-
Enhancement
-
Resolution: Done
-
Major
-
None
-
False
-
-
False
Hi Debezium Team,
My name is Conor, I'm one of the Senior Principal Engineers over at Zalando. First off, thank you for your work on Debezium; it's become a key component of our event infrastructure over at Zalando.
Feature request or enhancement
Our request is to allow the pgjdbc AutomaticFlush (keepalive LSN flush) to be configurable via Debezium. In a recent PR this feature was hard-coded to disabled, and this blocks us from upgrading Debezium.
ChainedLogicalStreamBuilder streamBuilder = pgConnection()
.getReplicationAPI()
.replicationStream()
.logical()
.withSlotName(""" + slotName + """)
.withStartPosition(lsn.asLogSequenceNumber())
.withAutomaticFlush(false)
.withSlotOptions(streamParams);
Which use case/requirement will be addressed by the proposed feature?
Our Use Case: We have a Kubernetes-native eventing solution where teams can declare stream specifications that source from Postgres replication slots. Each stream specification results in a Connector Deployment (SpringBoot app) that make use of Debezium in embedded mode to stream from Postgres databases. We currently have hundreds of these streaming applications live across our 100+ Kubernetes clusters. At peak, these combined connectors process hundreds of thousands of events per second.
The Requirement: Our single biggest operational issue when we rolled out this infrastructure offering was uncontrolled WAL growth on low-activity databases, even with heartbeat configured.
Our Solution: Our team contributed a fix to pgjdbc (#2941) that uses the server's keepalive LSN to advance the replication slot, preventing WAL build-up. This logic mimics the "smart replication feedback" in psycopg2 (#913).

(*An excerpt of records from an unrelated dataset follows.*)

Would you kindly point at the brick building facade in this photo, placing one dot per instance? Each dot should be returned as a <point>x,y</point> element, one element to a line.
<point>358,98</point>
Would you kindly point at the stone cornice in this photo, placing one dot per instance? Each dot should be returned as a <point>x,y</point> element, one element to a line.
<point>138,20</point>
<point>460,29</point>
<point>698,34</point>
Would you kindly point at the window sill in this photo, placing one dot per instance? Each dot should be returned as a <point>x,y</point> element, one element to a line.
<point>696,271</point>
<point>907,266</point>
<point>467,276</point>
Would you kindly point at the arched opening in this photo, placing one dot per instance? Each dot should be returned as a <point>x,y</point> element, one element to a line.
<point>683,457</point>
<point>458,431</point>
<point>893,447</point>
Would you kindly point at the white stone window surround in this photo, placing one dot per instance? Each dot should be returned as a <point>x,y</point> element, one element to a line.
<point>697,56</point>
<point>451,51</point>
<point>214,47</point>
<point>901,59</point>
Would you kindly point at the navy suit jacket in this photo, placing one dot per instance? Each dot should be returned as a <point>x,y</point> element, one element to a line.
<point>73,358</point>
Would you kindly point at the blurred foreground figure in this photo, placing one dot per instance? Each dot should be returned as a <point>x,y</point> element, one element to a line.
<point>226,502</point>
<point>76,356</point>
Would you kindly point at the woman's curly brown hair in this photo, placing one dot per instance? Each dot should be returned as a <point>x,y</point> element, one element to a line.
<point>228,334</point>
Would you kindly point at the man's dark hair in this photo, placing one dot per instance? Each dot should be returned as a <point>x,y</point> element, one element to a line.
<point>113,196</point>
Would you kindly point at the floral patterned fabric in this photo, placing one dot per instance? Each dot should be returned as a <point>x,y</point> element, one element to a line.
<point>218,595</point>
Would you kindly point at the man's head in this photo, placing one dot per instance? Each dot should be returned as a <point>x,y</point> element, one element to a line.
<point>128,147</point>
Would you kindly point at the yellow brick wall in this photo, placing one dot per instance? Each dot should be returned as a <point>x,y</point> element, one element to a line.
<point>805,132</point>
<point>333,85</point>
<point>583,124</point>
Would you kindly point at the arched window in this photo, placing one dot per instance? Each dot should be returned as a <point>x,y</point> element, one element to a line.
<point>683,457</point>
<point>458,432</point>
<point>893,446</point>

Results: We have run this pgjdbc fix (via version 42.7.2) in production with Debezium for nearly two years, by pinning this version for Debezium 2.7.4.Final. This fix completely eliminated our WAL growth issues, and we have processed billions of events with zero detected data loss from this mechanism.
The Blocker: Recent Debezium versions (e.g., via PR #6472) now hard-code this pgjdbc feature to disabled. This prevents us from upgrading, as we can no longer maintain our production stability by pinning to the correct pgjdbc version.
We require a way to opt-in to this proven-safe pgjdbc feature to prevent WAL growth and unblock our upgrade path.
Implementation ideas (optional)
We suggest exposing the underlying pgjdbc setting as a connector configuration option, for example: postgresql.keepalive.lsn.flush.enabled=true (defaulting to false)
We understand this feature was made configurable in pgjdbc (after our initial contribution, see pgjdbc issue #3138) to resolve potential conflicts with Debezium's own LSN handling. By adding a connector-level property, you would allow users like us—who have verified its safety at scale—to opt-in and avoid the critical WAL growth issue.
I would be open to having a call with your engineers to discuss this further if it helps.
Thanks for your consideration.